良い素材でしたので、これなら簡単な計算ででも傾向は再現できると思い、手を動かしてみました。
使ったのはPHREEQC。database は wateq。
EQUILIBRIUM_PHASES は Albite、Anorthite、Chlorite、Kmica、Montmorillonite3種、Pyrite、Quartz。新鮮部の XRD 結果で量比を決め、exchangers を教科書を見ながら適当に入れて、雨を transportで流してみました。
結果は上々。
最初に Ab と An が溶解。Na, Ca 上昇。
実際は kinetic なので最後まで残るのですが、モデルは単純に瞬時平衡として取り扱いましたので、しばらくすると溶け終わりに近づき減少。緩衝機能が低下し pH がやや低下。同時に溶液中と交換基の Na、Ca が減少。

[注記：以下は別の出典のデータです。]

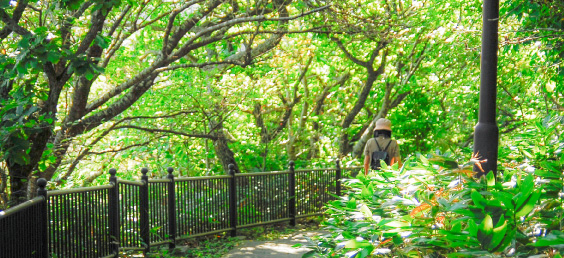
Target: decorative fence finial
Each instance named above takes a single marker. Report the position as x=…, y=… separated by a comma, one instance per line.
x=170, y=170
x=113, y=171
x=231, y=169
x=41, y=183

Chl が溶解し Mg が代わりに上昇・付着。M 生成。
さらに雨が入り上部で Chl が消失すると、pH さらに低下。M はやや減少しMgやAlを放出。Alは吸着されていますが、実際は gibbsite や Kaolinite に過飽和になっていますので、それらが析出していると思われます。
XRD結果 ではこの Smectite(とカオリン) のバランスの崩れている部分があるので、そこが abnormal (すべり面や水みち)と判断できます。「XRDかけました」だけで計算なしでは標準パターンをつかめませんので、異常は抽出できないでしょう。それは多くの場合、 XRDA 側ではなく、解釈する側のレベルの問題です(私も含め)。
そういえば、と思い後輩に千木良先生の「風化と崩壊」の話を振りましたが、後輩は知りませんでした。泥岩の風化過程が読み易く書かれており、当時ブームになった図書です。化学の苦手な地質屋さんも、「硫酸ができる!」などとよく言われていました。が、出版が22年前。後輩はまだ幼稚園~小学生。知らなくて当たり前です。
ま、地質屋さんのレベルが22年前から進歩したとは言い難い状況です。計算で根拠づけたり判断したりする地質屋さんはレアですので、図書や関連文献をよめば(幸い?)追いつけます。
一方、洋書では教科書レベルで熱力学計算による鉱物のゾーニングが表現されています。できれば、理論と現象の両面から物事を追える地質屋さんに育ってほしいところです。